愛を知る小鳥
「もし私が少しでも専務のお力添えができているのならとても光栄なことだと思いますし、これからも精一杯専務の支えになれたらと思っています」

力強く答える美羽の姿に頼もしさを感じ、今井は満足そうに頷いた。美羽は小柄で控えめな容姿をしているが、内に秘めたエネルギーのようなものを感じる。そして眼鏡の奥から見える瞳には一点の曇りもなく、これまで潤の周りにいた女性達の誰とも違うと確信をもっていた。
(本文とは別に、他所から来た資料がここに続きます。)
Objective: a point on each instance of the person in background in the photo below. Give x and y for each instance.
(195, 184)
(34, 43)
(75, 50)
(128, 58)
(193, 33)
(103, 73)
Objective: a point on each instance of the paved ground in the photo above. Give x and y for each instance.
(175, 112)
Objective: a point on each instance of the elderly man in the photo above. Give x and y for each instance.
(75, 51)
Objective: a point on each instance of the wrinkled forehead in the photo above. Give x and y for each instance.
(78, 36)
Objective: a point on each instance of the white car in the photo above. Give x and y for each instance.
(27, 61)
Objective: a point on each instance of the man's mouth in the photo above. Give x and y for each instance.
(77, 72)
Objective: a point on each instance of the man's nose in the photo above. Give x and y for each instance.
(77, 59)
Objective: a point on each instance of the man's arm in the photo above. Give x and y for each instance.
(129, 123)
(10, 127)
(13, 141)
「私としては公私ともに彼の支えになってもらえたらと願っているのだけどね」

「え?」

今井の放った言葉の意味が一瞬わからず、言われた言葉を頭の中で繰り返す。そしてその意味するところがわかった時、美羽の顔は驚愕に包まれた。今井はニッコリと穏やかな表情で美羽を見つめている。何か言葉を返さなければと思いつつ何を言っていいかわからず戸惑っていると、入り口の扉が開いた。

「すみません、お待たせしました」

「もう大丈夫なのかい?」

「はい。確認したいことがあっただけでしたので。…どうかしたんですか?」

潤は心なしか落ち着かない美羽の様子に気づく。

「いや? 二人で色々と楽しい話をしていたんだよ。ね、香月さん」

「は、はい。色々と勉強させていただいてました」

今井はニコニコ顔だが、やはり美羽はどこか焦っている様に見える。とはいえ決して雰囲気が悪いということではなく、むしろどこか砕けたようにさえ思えたので、潤はそれ以上深く考えないことにした。
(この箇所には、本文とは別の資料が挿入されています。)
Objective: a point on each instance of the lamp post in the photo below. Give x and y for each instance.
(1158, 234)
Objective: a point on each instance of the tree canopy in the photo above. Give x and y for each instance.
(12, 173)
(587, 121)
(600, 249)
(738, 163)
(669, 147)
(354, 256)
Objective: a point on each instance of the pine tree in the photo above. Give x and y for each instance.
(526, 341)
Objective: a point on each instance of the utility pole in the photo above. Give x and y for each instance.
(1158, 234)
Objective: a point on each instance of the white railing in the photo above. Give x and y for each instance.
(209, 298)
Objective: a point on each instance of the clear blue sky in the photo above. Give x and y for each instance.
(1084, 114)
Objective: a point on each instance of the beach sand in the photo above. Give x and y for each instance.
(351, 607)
それからまた和やかな時間を過ごし、それなりに長い時間が経ってから会食は終わりを迎えた。

「香月さん、今日は本当にありがとう」

「いえ、こちらこそ声をおかけいただいて光栄でした。とても楽しい時間を過ごせました。ありがとうございます」

「さっきも言ったけど、彼のことを宜しく頼みます」

「はい。私にできることであれば精一杯」

うんうんと頷くと今井はにこやかに帰って行った。